Raja of Alirajpur
- Reign: 1941 – 23 October 1941
- Predecessor: Pratap Singh
- Successor: Surendra Singh
- Born: 22 August 1904
- Died: 23 October 1941 (aged 37)
- House: Alirajpur
- Dynasty: Rathore
- Father: Pratap Singh

= Fateh Singh of Alirajpur =

Ruler of Alirajpur in 1941

Fateh Singh, also spelt Fatehsinhji (22 August 1904 – 23 October 1941) was the Raja of Alirajpur from the day of his father's abdication in 1941 until his own death on 23 October 1941.

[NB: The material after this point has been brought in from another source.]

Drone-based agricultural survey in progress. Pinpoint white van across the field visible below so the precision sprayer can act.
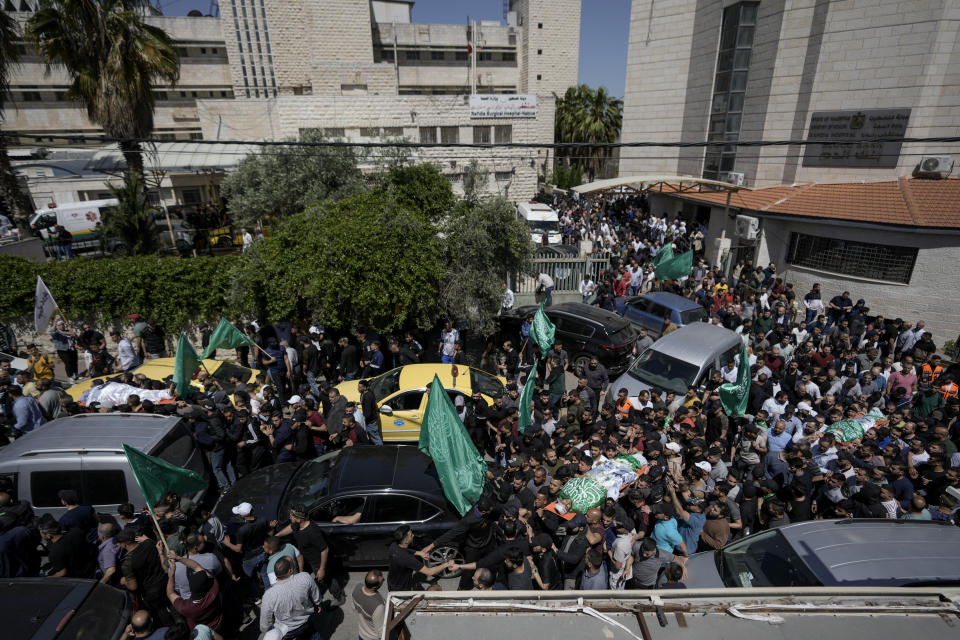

== Early life, family, and education ==
He was born on 22 August 1904 to Pratap Singh. He received his education at Daly College, Indore, and Rajkumar College, Rajkot. On 7 May 1922, he married the daughter of the Raja of Baria. He had four sons. The eldest, Surendra Singh, was born on 17 March 1923; the second, Narendra Singh, on 5 May 1928; the third, Kamlendra Singh, on 30 December 1933; and the fourth on 3 October 1938. He also had three daughters. In 1923, he was appointed in charge of the tehsils of Nandpur and Chandpur. At the same time, he was vested with the powers of a first-class magistrate. He served as the chief commandant of the state forces of Alirajpur.

== Personal life ==
He was a fellow of the Royal Geographical Society. He played polo and cricket. He regularly played polo for the Baria and Ratlam teams. A batsman, he captained the Freelooters cricket team in the Moin-ud-Dowlah Gold Cup Tournament for three years from 1932 to 1934.

== Death ==
He died of pneumonia on 23 October 1941.